The father of astronautics writes in 1901 that "The picture I am trying to create verbally is worthy of some great painters brush"Konstantin Tsiolkovsky Autograph Manuscript Signed "K. Tsiolkovsky" eight times. Twenty-eight pages, 8vo, 1901, in Russian. The manuscript is entitled Traveling Around the Earth: Relative Phenomena and Feelings During the Flight and Out of It." Page twenty-two contains the signature, "Must be tested K. Tsiolkovsky." In addition to the signatures are numerous hand drawings throughout the manuscript with English translations. Four of the twenty-eight pages are inserts with drawings. Also included is a supplement of four loose, folded pages with drawings and many calculations dated May 5, 1928. The manuscript is in grey ink on evenly browned paper with water markings on the right lower pages. Minor wear and small tears to edges, though the text is not affected. A complete English translation is included.
This extraordinarily rare manuscript contains Tsiolkovsky's thoughts of an imaginary flight into space with discussions of his ideas and calculations for overcoming Earth's gravity in a rocket. Tsiolkovsky also writes about a hydrogen and oxygen engine, early thoughts of calculations of gravity and its effects on man, the appearance of the celestial views from space, what an observer from Earth will witness watching the flight, and the return to Earth with enhanced gravity. He also calls for an experimental method for verification of his ideas. Tsiolkovsky writes in the manuscript, "Before this trip becomes possible, it will take me years and years of strenuous work. . . . We don't even feel the Earth's gravity which we are used to. . . . It doesn't matter whether the substance put on a scale pan is of the same or different weight, so gold can't be sold by weight. . . . The picture I am trying to create verbally is worthy of some great painters brush. . . . We don't touch the floor either and can take any position or direction." Tsiolkovsky's manuscripts are highly coveted on the space history market. This is an exceptional piece from the father of astronautics.
Born in 1857, Konstantin Tsiolkovsky was rendered deaf during a childhood bout with scarlet fever. He was largely self-taught and his first formal employment was as a "people's school teacher" in 1878. Although without any resources outside of his meager salary, Tsiolkovsky conducted his own engineering research. In 1883, he demonstrated the reaction principle while experimenting with opening a cask filled with compressed gas. In 1898 he finished a design of a reaction thrust motor. The following year, the Physics and Mathematics Department of the Academy of Science granted him 470 rubles to further research the principles of the reaction thrust motor. Tsiolkovsky published his first article on rocketry in 1903. It was a discussion of how a reaction thrust motor could demonstrate Newton's Third Law, allowing men to escape the gravitational force of the earth. In the same year the scientist produced his first design for a rocket. According to Tsiolkovsky's plan, the vessel was to be powered by a combination of liquid oxygen and hydrogen. Mixing at the end of a tube, the fuels would produce condensed and heated gases. Tsiolkovsky also hypothesized the creation of a "rocket train" (see below), a multistage rocket ship the layers of which would be discarded as the fuel they carried was consumed. In 1919 he was elected to the Socialist Academy (later the U.S.S.R. Academy of Science). During the course of this life, Tsiolkovsky produced approximately sixty works on physics, astronomy, and astronautics. In 1935 he published Na Lune (On the moon), a compilation of descriptions of rockets and the other pieces of machinery required for spaceflights.
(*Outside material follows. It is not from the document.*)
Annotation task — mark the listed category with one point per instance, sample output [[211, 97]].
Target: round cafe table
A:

Following are excerpts from this monumental work:
"The preview of a man (people) entering near the sun (space), making a flight around the Earth and as a next step conquering all space."
". . . the gravity inside the rocket is likely to increase 10 times."
". . .because when the rocket leaves the layers of the atmosphere, there is no friction and more and the flames gradually die out."
"[T]he idea of rocket trains by itself will solve the problem of the fuel as well as many other problems."
"I don't only return to my dream but I continue the research . . . even now in 1928."
"Perhaps Galileo tried to explain to his judges all the importance of the thinking of his time. Using my knowledge, I'm trying to find the ways for casting the light on the great mysteries."